- Associated Press - Sunday, October 12, 2014

PHILADELPHIA (AP) - A symposium at Temple University will focus on the role music played in the underground railroad that was used to help American slaves escape the South for northern states or Canada.

The Rev. Joe Williams, pastor of Mount Airy United Fellowship church, explains that some that some songs still sung by churchgoers today actually contained coded messages for slaves, KYW-TV reported Sunday.

“The chariots (in “Swing Low Sweet Chariot”) were the wagons that would carry people to escape. They talked about going to Canaan - that was Canada,” Williams said. “‘I’m Going Home on the Morning Train’ would be, in the morning we’re going to be escaping and ‘Wade in the Water’ would be get in the water so the hounds can’t pick up your scent.”

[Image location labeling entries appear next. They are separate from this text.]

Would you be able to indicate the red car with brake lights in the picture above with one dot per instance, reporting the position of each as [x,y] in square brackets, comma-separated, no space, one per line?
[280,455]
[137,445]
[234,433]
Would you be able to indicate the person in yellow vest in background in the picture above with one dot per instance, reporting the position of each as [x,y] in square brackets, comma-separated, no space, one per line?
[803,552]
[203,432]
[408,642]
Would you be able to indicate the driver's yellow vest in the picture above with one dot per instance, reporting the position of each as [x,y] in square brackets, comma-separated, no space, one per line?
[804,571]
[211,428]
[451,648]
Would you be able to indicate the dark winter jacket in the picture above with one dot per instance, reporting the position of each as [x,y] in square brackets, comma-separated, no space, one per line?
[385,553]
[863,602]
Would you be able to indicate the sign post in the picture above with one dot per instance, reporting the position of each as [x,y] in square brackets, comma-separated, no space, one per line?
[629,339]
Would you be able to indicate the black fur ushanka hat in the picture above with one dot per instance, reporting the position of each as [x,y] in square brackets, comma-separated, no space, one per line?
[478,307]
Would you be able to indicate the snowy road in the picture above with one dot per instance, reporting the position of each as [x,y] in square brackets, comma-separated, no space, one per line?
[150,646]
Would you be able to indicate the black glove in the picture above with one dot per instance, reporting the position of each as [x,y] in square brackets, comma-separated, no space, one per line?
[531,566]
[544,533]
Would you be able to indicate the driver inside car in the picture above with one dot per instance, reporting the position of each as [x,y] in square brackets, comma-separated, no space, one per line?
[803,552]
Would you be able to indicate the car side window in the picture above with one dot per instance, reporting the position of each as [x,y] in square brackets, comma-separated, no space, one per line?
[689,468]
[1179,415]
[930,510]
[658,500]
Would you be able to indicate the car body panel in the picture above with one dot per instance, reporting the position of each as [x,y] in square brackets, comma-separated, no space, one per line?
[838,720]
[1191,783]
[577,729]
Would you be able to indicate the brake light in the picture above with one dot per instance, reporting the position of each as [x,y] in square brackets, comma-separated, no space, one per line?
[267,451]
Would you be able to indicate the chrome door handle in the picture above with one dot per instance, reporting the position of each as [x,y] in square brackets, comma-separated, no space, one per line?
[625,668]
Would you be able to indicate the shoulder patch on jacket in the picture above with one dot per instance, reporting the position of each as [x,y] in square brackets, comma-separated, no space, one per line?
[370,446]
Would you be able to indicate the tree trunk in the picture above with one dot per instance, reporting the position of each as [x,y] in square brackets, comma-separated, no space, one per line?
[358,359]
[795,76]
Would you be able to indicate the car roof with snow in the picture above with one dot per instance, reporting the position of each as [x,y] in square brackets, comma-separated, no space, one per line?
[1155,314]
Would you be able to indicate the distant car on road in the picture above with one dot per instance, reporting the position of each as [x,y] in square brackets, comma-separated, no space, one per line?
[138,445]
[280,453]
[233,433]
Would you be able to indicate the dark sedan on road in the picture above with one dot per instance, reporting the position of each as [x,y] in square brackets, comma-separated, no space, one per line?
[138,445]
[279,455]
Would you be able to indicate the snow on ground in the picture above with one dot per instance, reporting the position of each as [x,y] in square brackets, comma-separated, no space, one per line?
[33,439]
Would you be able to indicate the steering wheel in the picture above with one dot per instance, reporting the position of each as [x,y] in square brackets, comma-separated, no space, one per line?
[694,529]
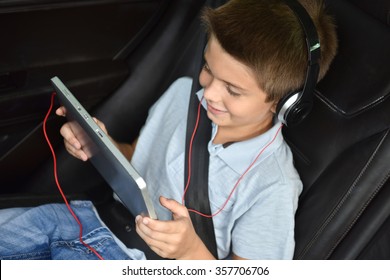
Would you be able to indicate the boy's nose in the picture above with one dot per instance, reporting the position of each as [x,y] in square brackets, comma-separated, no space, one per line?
[212,92]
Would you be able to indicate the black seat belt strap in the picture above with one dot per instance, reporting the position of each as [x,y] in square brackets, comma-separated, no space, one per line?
[197,196]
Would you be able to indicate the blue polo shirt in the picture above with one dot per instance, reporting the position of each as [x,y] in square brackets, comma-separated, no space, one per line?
[258,220]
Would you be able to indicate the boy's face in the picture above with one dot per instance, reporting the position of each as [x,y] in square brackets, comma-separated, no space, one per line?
[234,100]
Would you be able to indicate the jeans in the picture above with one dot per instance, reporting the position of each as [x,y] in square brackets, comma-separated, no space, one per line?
[50,232]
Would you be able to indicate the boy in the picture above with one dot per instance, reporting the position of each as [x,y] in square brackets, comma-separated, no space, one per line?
[256,54]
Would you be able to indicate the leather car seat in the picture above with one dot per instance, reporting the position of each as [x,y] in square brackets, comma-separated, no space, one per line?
[342,150]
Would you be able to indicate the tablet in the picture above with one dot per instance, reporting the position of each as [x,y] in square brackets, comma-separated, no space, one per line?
[124,180]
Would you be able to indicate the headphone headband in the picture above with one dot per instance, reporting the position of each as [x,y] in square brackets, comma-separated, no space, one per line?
[297,105]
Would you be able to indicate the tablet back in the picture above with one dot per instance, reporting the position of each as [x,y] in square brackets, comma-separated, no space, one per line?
[125,181]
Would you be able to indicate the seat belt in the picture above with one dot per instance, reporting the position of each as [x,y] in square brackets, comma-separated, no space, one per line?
[197,196]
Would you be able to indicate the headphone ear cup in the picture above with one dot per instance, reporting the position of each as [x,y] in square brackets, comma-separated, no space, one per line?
[291,110]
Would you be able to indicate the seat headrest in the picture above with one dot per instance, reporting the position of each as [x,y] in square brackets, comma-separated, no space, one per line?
[358,78]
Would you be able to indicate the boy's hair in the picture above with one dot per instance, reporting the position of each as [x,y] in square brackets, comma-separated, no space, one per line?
[266,36]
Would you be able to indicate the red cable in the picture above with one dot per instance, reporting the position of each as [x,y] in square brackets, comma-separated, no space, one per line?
[239,179]
[58,184]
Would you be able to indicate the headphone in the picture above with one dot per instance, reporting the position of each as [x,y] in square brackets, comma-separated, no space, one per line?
[295,106]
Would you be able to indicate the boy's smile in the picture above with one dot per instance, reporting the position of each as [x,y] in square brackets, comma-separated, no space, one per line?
[234,100]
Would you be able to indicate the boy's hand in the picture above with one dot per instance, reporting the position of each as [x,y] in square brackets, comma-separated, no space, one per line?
[72,145]
[175,239]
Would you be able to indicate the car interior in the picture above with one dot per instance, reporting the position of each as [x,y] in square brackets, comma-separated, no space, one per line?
[118,56]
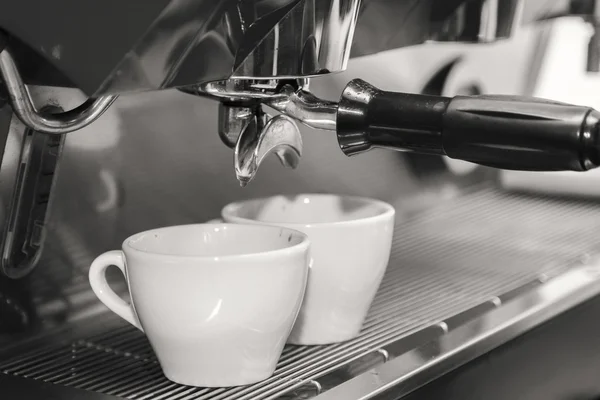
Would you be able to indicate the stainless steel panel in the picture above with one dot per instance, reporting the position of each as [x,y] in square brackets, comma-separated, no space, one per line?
[451,264]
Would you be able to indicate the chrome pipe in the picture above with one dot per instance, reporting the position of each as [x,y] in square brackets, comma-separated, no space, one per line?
[25,110]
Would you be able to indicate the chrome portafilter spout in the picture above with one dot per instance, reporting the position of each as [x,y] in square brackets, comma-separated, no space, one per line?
[248,130]
[507,132]
[262,136]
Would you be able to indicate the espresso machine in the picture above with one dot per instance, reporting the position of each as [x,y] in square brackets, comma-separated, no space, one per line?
[483,285]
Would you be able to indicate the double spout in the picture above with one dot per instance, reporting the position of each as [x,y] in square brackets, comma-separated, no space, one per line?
[507,132]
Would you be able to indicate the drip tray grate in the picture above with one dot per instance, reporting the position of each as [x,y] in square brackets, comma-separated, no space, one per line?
[445,261]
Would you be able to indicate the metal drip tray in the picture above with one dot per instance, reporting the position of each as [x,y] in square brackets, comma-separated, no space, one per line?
[450,265]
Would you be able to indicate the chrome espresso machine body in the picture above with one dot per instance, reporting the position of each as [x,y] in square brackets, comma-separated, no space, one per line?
[143,105]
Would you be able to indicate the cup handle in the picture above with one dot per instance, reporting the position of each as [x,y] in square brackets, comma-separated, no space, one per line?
[104,292]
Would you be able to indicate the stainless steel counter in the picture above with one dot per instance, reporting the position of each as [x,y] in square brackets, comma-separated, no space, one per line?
[466,275]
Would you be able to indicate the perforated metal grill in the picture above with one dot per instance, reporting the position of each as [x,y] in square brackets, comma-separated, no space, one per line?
[445,260]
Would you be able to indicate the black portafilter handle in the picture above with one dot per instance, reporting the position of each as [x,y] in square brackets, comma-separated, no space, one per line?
[507,132]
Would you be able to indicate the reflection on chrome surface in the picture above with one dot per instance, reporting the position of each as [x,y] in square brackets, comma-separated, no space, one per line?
[451,349]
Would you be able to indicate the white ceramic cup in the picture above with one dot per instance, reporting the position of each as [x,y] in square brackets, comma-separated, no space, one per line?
[350,247]
[216,301]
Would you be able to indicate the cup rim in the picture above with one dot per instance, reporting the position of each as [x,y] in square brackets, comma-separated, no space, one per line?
[301,246]
[388,211]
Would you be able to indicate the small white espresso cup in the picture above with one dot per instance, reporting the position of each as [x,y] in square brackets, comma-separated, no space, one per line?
[216,301]
[350,240]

“Every song had a meaning to it, coded meaning. It was almost like the CIA,” Williams said.

The symposium being co-sponsored by the Moonstone Arts Center on Wednesday and Thursday will be at the university’s Charles Blockson collection. Blockson is a black studies professor and author who has donated materials to the university. Among them is Harriet Tubman’s hymn book, which includes several songs that were used to give slaves coded guidance on how to escape and what precautions to take.

Williams will be singing and speaking on a panel that will explain how the songs helped guide the slaves to freedom.

Slaves, who were kept illiterate under laws at the time, used the songs to help them navigate unfamiliar geography and keep from being discovered by those who sought to capture them.